UBS Investment Bank, via analyst Joni Teves, has revised its gold price outlook sharply higher, now forecasting a target of $3,100 per ounce by the end of 2025. While the underlying drivers for gold have not shifted radically, UBS highlights a much stronger upside potential as market conditions evolve.

Teves points to a mix of macroeconomic forces behind the renewed investor interest in gold. Slower economic growth expectations combined with higher inflation forecasts have created a backdrop where traditional assets face pressure and real yields remain under scrutiny. In this setting, gold’s role as an inflation hedge and store of value becomes more attractive to a wide range of investors.

Beyond inflation and growth dynamics, Teves underscores the importance of portfolio diversification. With multiple, overlapping risks—from uncertain growth trajectories to persistent inflation and geopolitical tensions—gold is positioned as a low-correlated asset that can help reduce downside risk. Investors increasingly view physical and paper gold as a defensive allocation that can preserve wealth when other markets underperform.

UBS also points to flows into exchange-traded funds and central bank purchasing trends as reinforcing factors supporting higher gold prices. Central banks in several regions have continued to add to reserves, and institutional inflows into gold-related funds have remained resilient even as equities and bonds face volatility. These demand-side factors, when combined with constrained above-ground supply and limited near-term increases in mined output, help explain UBS’s more bullish stance.

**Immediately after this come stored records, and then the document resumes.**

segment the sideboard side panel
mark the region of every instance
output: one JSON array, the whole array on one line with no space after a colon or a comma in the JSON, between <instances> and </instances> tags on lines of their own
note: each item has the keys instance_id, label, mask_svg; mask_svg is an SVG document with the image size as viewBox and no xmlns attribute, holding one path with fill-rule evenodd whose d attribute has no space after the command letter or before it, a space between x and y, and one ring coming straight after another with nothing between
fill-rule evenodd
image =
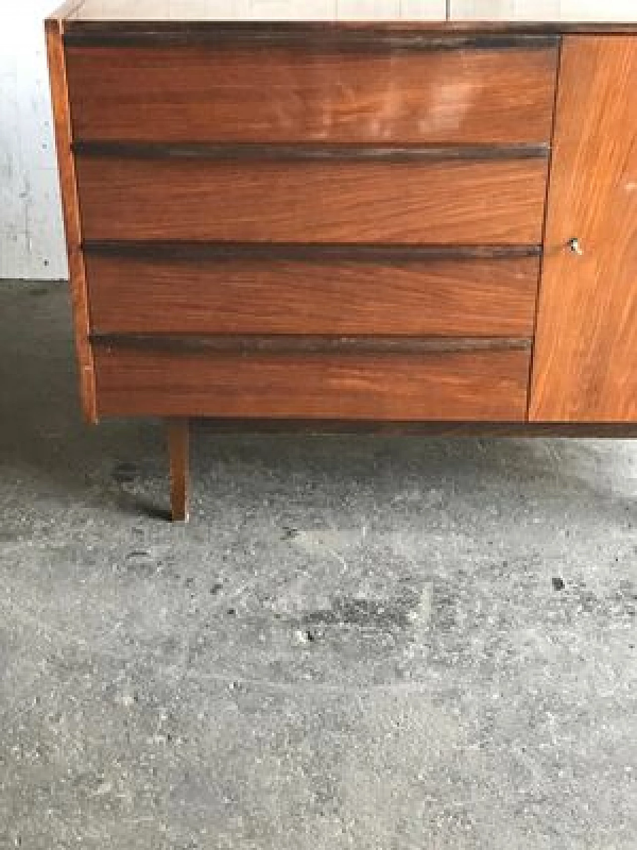
<instances>
[{"instance_id":1,"label":"sideboard side panel","mask_svg":"<svg viewBox=\"0 0 637 850\"><path fill-rule=\"evenodd\" d=\"M637 37L566 37L559 87L529 418L635 422Z\"/></svg>"},{"instance_id":2,"label":"sideboard side panel","mask_svg":"<svg viewBox=\"0 0 637 850\"><path fill-rule=\"evenodd\" d=\"M88 422L97 421L95 403L95 370L88 339L89 316L84 258L82 252L80 210L77 183L71 152L70 110L66 85L62 22L46 21L47 54L48 58L51 99L53 101L55 146L62 195L66 248L69 258L69 277L73 304L76 353L80 371L82 406Z\"/></svg>"}]
</instances>

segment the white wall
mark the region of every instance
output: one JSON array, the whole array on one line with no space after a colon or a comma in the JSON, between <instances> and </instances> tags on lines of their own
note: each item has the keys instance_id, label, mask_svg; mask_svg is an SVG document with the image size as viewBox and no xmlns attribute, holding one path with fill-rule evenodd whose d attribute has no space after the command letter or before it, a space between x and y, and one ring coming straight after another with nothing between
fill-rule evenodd
<instances>
[{"instance_id":1,"label":"white wall","mask_svg":"<svg viewBox=\"0 0 637 850\"><path fill-rule=\"evenodd\" d=\"M200 2L229 16L296 19L444 18L446 5L445 0ZM66 276L42 26L55 3L0 0L0 279ZM143 3L127 0L129 8ZM451 9L454 17L482 19L637 20L637 0L451 0Z\"/></svg>"},{"instance_id":2,"label":"white wall","mask_svg":"<svg viewBox=\"0 0 637 850\"><path fill-rule=\"evenodd\" d=\"M42 24L51 8L0 0L0 278L66 276Z\"/></svg>"}]
</instances>

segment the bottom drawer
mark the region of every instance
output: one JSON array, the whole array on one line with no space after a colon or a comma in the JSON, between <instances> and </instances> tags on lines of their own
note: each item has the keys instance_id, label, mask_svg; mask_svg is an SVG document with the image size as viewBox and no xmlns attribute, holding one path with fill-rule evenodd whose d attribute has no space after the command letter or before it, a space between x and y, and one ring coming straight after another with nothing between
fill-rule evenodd
<instances>
[{"instance_id":1,"label":"bottom drawer","mask_svg":"<svg viewBox=\"0 0 637 850\"><path fill-rule=\"evenodd\" d=\"M524 349L240 355L96 346L98 412L520 422L529 360Z\"/></svg>"}]
</instances>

The bank notes that, while the inflation outlook is one of the main drivers, other elements contribute to the gold story. Real yields — the return on government bonds after adjusting for inflation — remain a key variable. Lower or negative real yields tend to increase gold’s appeal because the opportunity cost of holding a non-yielding asset falls. As inflation expectations rise or nominal yields fail to keep pace, gold often benefits.

Geopolitical uncertainty is another consistent theme. Tensions or conflict can spur demand for safe-haven assets, and gold has historically served that role. Political risks, trade disputes, and regional conflicts can all prompt investors to increase allocations to precious metals as a form of insurance against market stress and capital erosion.

UBS’s upgraded forecast is part of a broader reassessment of precious metals markets. Alongside gold, the bank has been monitoring platinum and copper, noting that each metal responds to a different set of supply-and-demand drivers. Platinum’s industrial uses and catalytic demand, and copper’s tight global market tied to infrastructure and electrification trends, mean both metals deserve separate analysis even as overall interest in commodities grows.

Importantly, UBS clarifies that the projection to $3,100 per ounce reflects a higher probability of a stronger gold market rather than a guaranteed outcome. Forecasts are subject to change as economic data, central bank policies, and geopolitical developments evolve. Investors should weigh the risks and potential volatility inherent in commodities while considering how gold fits into a diversified portfolio strategy.

In sum, UBS’s revised outlook highlights several converging forces supporting gold: elevated inflation expectations, slowing growth prospects, continued central bank and ETF demand, constrained supply trends, and ongoing geopolitical risk. These factors together underpin the bank’s case for a meaningful upside to gold prices over the next year and a half.